New functionality since MicroStream v8.0

Background

A List, Map, or Set is a single entity within MicroStream. So this means that all data are loaded at once into memory. This can be an issue if you have a very large collection, like a list with several millions of Customers.

That is why we recommend splitting up large lists using an indexing strategy like a HashMap that contains a Lazy list of data as value. Or when more advanced functionality is required, you can make use of an Apache Lucene index that efficiently determines which data needs to be loaded.

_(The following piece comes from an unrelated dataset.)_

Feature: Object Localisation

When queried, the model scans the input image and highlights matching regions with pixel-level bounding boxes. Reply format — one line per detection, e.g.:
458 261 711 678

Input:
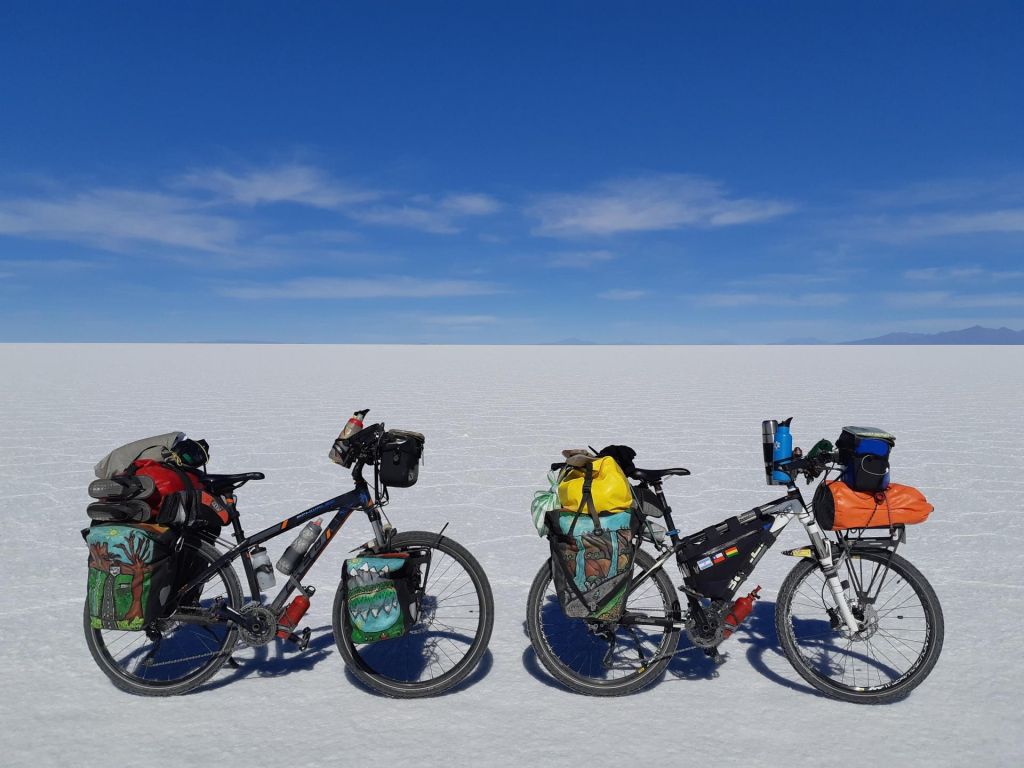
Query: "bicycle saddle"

The Lazy collections that are added to the library can help you to maintain a larger block of data in a more memory-efficient way. The implementation might need to load and unload data (when there is not enough memory) so access time to the data might be slightly increased.

Configuration

No additional configuration is required to make use of these Lazy Collections. The Binary Handlers to correctly write and read the Lazy Collections to and from the data storage are already configured by default.

Using

When you need to instantiate an instance, you can just call the default constructor. The instance you receive implements the standard Java collection interface that you expect based on the name of the class.

    new LazyArrayList();
    new LazyHashSet();
    new LazyHashMap();

The default constructor takes a value of 1000 items in each segment. This is not a hard limit since various factors, like the hash collision with a Map, can result in the fact that more elements are maintained in a segment.

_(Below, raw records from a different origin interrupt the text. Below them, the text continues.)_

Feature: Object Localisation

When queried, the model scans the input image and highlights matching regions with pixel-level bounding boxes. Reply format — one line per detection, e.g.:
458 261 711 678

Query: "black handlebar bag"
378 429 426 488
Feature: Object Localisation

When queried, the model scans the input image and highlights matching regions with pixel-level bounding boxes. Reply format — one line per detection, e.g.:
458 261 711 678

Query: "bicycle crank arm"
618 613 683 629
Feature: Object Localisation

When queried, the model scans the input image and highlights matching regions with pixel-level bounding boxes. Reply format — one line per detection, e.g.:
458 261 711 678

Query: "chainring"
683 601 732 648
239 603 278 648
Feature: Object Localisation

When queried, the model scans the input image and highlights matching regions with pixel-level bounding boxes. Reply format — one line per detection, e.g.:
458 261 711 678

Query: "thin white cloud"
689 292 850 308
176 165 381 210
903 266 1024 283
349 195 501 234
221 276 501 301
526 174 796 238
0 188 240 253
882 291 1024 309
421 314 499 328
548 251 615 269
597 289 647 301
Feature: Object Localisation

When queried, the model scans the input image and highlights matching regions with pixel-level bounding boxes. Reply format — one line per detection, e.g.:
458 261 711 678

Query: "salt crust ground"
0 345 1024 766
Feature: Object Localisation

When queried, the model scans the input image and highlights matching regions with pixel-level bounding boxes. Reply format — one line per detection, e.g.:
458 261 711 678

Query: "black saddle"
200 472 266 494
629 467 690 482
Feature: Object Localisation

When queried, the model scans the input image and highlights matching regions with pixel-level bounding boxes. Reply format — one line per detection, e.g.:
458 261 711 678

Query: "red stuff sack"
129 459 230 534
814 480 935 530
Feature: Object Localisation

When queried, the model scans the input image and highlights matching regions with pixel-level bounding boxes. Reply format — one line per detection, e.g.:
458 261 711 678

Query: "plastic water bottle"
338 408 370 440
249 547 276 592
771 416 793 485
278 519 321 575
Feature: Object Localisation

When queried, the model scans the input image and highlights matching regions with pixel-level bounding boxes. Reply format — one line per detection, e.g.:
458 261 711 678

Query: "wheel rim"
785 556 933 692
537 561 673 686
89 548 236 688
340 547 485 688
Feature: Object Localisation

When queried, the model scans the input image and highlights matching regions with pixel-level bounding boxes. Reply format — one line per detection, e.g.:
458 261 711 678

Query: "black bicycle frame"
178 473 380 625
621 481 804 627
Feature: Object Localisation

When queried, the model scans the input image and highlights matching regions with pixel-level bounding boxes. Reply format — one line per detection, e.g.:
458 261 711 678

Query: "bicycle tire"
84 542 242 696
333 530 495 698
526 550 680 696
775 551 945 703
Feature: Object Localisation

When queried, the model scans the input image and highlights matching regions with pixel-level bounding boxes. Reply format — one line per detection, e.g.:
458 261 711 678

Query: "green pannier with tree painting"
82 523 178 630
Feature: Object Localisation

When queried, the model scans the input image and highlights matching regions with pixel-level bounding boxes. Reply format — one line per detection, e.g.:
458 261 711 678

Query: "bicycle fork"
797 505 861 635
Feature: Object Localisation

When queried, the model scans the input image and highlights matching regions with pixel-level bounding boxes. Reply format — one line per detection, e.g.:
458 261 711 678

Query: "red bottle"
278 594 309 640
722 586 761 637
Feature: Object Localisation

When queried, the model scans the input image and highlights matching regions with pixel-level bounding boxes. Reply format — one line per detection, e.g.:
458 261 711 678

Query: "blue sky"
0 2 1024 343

You can specify the number of items that should be maintained by specifying this value as a constructor parameter. Note that small values, like smaller than 100, or large values like 1_000_000 and more might negatively impact the performance.

Internals

As mentioned, the implementation stores the data in different segments which are lazily operated. Initially, at the startup of the StorageManager, the data is not yet loaded into memory and your object graph.

When accessing the values, it loads the required segments to fulfill your request. Depending on how you access the data, it might be that all segments need to be loaded. Since they behave like Lazy objects, they can be unloaded by the Garbage collector if needed when the memory consumption of your Java application is high.

Some aspects of the implementations

The size property is cached, so calling for the amount of data in the collection doesn’t need to load the segments.

Accessing the LazyHashMap by a key value will load at maximum log2(n) segments when the implementation uses n segments since the search is implemented as btree.